Par Me Paul-Matthieu Grondin, avec la collaboration d’Océane Marceaux
Dans la décision Pickering c. Centre d’optométrie M.G. De Repentigny inc. rendue par la Cour supérieure en 2015, une ancienne gérante d’un centre d’optométrie conteste les conditions de son licenciement.
La demanderesse est âgée de 52 ans lorsque son employeur décide d’abolir son poste au sein d’une clinique où elle travaillait depuis 33 ans. Cette décision découle entre autres de la substitution de ses tâches par un système informatisé, implanté à la suite de la vente de la clinique à une autre entreprise. En compensation, son employeur lui offre un délai de congé de 33 semaines de salaire.
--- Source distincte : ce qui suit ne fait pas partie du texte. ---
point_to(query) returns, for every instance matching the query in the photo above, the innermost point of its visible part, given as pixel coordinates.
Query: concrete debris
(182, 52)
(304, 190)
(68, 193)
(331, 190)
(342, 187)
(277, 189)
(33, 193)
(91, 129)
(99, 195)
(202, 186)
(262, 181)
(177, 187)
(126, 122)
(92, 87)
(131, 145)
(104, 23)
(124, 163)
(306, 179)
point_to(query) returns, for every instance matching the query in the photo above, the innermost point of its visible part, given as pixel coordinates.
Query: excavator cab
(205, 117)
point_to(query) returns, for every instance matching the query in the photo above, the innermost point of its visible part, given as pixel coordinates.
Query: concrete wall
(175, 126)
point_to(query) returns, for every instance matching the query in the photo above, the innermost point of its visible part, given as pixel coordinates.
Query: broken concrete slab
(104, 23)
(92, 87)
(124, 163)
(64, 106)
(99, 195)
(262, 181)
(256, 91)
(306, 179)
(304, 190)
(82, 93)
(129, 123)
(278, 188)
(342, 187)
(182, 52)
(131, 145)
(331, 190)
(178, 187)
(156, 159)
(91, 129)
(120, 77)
Elle s’adresse à la Cour supérieure pour obtenir un délai de congé de 24 mois ainsi que 15 000$ en dommages pour congédiement abusif. La Cour doit se prononcer sur la raisonnabilité de ce délai ainsi que sur le bien-fondé de la demande en dommages.
Au regard de la preuve, le tribunal conclut qu’un délai de congé de 16 mois est plus approprié. Il note une minimisation des dommages légèrement insuffisante de la part de la demanderesse, mais il reconnait néanmoins les défis qu’elle a rencontrés pour se trouver un nouvel emploi. Quant aux dommages pour congédiement abusif, le tribunal rejette la demande, ne constatant aucun abus de la part de l’employeur.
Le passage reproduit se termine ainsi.